Accelerating threat landscape will demand faster, automated, response from security monitoring tools

By Peter Fuller, managing director – Australia and New Zealand, Micro Focus

Credit: ID 141664384 © Chanin Hatthakaroon | Dreamstime.com

Cyberthreats have never been more widespread, persistent, and potentially impactful as they are now, and each attack has the potential to bring an organisation to its knees. Most business decision-makers know this and are putting measures in place to protect their organisation. 

Security is at the heart of every organisation, and perhaps never more so than companies implementing their digital transformation initiatives with an even more advanced analytics ecosystem needed to assist in their journey. Adding advanced machine learning and user and entity behavioural analytics (UEBA) to an already-seep security, risk, and governance portfolio gives security professionals the most advanced technique for executing rapid and accurate threat-detection analysis. 

Chief among these measures is often a security information and event management (SIEM) solution, which can be a powerful way to gain visibility into security breaches and proactively defend against them.

However, SIEM solutions can create more work and complexity for teams that don’t have the skills or resources to cope. When security teams are inundated with security event traffic, it can be difficult to identify and keep pace with advanced threat actors. 

It’s therefore essential for organisations to implement security monitoring tools that provide a faster, more automated response capability. These solutions need to be able to distinguish the real, immediate threats from the noise of regular activity in an increasingly-digitalised landscape. Organisations are doing more business online than ever and many actions that may have raised red flags in the past may actually be legitimate business activities now.

Therefore, SIEM tools that throw out massive numbers of alerts merely create too many false positives for the organisation to be able to benefit. However, if SIEM tools are configured to trigger fewer warnings, there is a risk that real threats may go undetected. 

This creates a challenge, which has traditionally been difficult to overcome. The rise of artificial intelligence and, specifically, machine learning, could turn this issue into a relic of the past. 

Machine learning algorithms learn to tell the difference between the vast amounts of regular traffic that a network carries and potential advanced attacks. Machine learning is perfect for this task because it excels at detecting pattern anomalies. 

With machine learning sifting through these vast amounts of information and triggering alerts only when they’re really justified, scarce and valuable skilled security team members can focus their time on stopping threats in their tracks and/or investigating their origins. 

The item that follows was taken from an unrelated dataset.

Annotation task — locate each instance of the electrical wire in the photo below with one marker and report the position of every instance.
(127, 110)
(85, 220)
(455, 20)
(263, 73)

This lets organisations structure their teams more appropriately and gain greater efficiencies in security and operations, as well as gain greater returns on their investment in security resources. 

Furthermore, using machine learning provides a familiar and reliable way to detect threats. First humans, then SIEM tools, and now machine learning have all used roughly the same process to detect anomalous behaviour on the network. The difference with machine learning is that these algorithms become capable of detecting even very subtle indicators of malicious activity, and can process vast amounts of data in a fraction of the time. 

Machine learning in security has already proven its value by identifying even complex and stealthy threats that bypass traditional security controls. These threats can be hard to identify because they’re so sophisticated. The attacker’s methods include compromising authorised users’ credentials and access privileges so their activity can potentially go unnoticed. Unlike a brute force attack, there are no immediate red flags to identify that the account has been hacked. 

However, user behaviour analytics powered by machine learning can detect behaviour that would be unusual for that user, indicating that their account may be compromised. This can then be flagged for investigation.

In an ideal world, security would be tight enough to ensure that no malicious activity ever gets through. However, teams must find a balance between a secure environment and one that lets the business operate effectively, without unnecessary restraints. 

Machine learning can help overcome many of the challenges associated with this. However, it’s important to remember that machine learning is only effective if its algorithms are correct and it is used to measure a limited number of variables. Once the variables increase past a certain point, the mathematical capacity for the machine to learn and identify anomalies effectively diminishes.

In the long term, machine learning will likely contribute to a vastly-increased speed of identifying and responding to potential threats. In the short term, the advantages are likely to be incremental although still significant. Meanwhile, human experts can claw back more time to spend on the highest-priority threats and organisations can find a better balance between security and ability to operate. This can help overcome issues around the scarcity of appropriately-skilled staff members, as well as help organisations direct their resources to where they can add the most value.